More results from Peru have Bear Creek Mining (BCM-V, BCEKF-O) thinking about building another silver mine in the South American country.
While it’s still early days for its Santa Ana project — a first resource estimate is due out soon — drill results from the most recent 15 holes look promising.
Highlights include 128 metres grading 70.4 grams silver per tonne in hole 48, including 32 metres of 171.9 grams silver and 1.2% zinc; 98 metres grading 75.2 grams silver in hole 50, including 14 metres averaging 100.7 grams silver; and 162 metres grading 56.9 grams silver in hole 55, including 20 metres at 105.5 grams silver.
Results come from 3,483 metres of drilling; the company has now drilled 113 holes for a total of 20,060 metres.
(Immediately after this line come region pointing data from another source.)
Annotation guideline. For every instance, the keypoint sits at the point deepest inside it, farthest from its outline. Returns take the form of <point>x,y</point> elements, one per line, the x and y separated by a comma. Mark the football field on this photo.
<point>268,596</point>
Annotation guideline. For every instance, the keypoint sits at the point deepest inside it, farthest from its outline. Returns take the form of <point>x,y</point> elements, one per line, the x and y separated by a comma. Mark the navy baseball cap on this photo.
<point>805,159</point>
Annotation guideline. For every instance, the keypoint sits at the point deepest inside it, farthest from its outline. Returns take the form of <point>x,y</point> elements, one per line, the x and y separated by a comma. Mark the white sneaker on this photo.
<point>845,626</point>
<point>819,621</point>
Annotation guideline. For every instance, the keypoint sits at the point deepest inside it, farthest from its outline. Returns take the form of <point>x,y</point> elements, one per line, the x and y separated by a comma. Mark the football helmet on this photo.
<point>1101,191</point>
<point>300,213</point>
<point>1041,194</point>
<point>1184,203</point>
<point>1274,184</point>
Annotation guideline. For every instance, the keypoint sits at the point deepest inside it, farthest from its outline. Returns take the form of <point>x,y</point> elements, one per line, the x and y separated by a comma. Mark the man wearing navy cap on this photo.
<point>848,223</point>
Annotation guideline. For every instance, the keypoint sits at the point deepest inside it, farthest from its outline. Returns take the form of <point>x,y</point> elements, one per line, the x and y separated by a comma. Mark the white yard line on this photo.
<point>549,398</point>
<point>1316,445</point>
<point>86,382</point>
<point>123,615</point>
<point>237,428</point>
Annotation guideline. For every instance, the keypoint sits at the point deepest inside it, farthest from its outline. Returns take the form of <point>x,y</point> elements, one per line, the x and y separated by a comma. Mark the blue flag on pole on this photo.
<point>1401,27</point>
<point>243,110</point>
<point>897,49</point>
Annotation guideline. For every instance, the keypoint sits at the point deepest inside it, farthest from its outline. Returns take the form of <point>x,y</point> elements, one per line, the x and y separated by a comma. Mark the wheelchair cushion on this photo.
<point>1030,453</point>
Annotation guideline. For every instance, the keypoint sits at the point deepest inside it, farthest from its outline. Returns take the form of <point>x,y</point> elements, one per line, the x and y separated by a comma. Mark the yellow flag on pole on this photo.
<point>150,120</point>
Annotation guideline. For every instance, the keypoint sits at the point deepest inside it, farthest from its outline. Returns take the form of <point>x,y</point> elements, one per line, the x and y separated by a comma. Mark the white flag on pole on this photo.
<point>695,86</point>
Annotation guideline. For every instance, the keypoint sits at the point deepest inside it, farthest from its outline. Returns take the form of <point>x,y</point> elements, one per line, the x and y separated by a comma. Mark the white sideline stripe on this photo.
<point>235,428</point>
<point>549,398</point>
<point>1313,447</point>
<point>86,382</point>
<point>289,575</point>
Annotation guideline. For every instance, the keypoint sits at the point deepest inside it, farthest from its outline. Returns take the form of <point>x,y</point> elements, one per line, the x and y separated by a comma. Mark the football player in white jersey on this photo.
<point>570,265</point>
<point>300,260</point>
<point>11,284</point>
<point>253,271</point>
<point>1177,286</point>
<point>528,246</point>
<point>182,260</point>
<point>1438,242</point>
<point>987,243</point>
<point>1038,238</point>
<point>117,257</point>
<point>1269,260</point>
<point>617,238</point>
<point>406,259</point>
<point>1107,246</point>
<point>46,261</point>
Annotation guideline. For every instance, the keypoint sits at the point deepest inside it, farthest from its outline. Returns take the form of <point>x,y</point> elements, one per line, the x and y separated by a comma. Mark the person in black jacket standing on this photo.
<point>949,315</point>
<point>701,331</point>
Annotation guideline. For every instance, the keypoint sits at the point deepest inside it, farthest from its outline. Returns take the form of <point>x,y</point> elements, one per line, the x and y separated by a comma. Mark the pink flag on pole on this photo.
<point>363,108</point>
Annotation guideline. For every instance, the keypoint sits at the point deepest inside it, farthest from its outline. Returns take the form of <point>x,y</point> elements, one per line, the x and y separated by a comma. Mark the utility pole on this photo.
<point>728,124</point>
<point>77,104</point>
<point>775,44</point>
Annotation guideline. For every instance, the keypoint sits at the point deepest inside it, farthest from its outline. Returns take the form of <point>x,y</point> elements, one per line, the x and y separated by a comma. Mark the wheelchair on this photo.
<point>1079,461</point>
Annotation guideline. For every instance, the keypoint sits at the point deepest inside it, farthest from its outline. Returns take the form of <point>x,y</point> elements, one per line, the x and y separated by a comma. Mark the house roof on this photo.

The deposit is open in all directions and holes drilled 500 metres beyond the limits of the data used in the resource block model have intersected mineralization.
Andrew Swarthout, president and CEO of Bear Creek, said that preliminary tests point to low-cost, heap-leach extraction.
“Santa Ana presents a very developable, straightforward silver deposit with excellent upside potential,” Swarthout said.
Bear Creek says drilling is hitting high-grade structures within large halos of lower-grade heap-leach material, with indications that mineralization continues westward for another 200 metres beneath shallow, untested cover.
The Corani project, also in Peru, remains the company’s flagship project with 278 million oz. silver, 3.12 billion lbs. lead and 1.59 billion lbs. zinc, with another 40 million oz. silver in the inferred category.
Bear Creek shares have traded between $9.48 and $5.69 over the last 52 weeks, with roughly 46 million outstanding.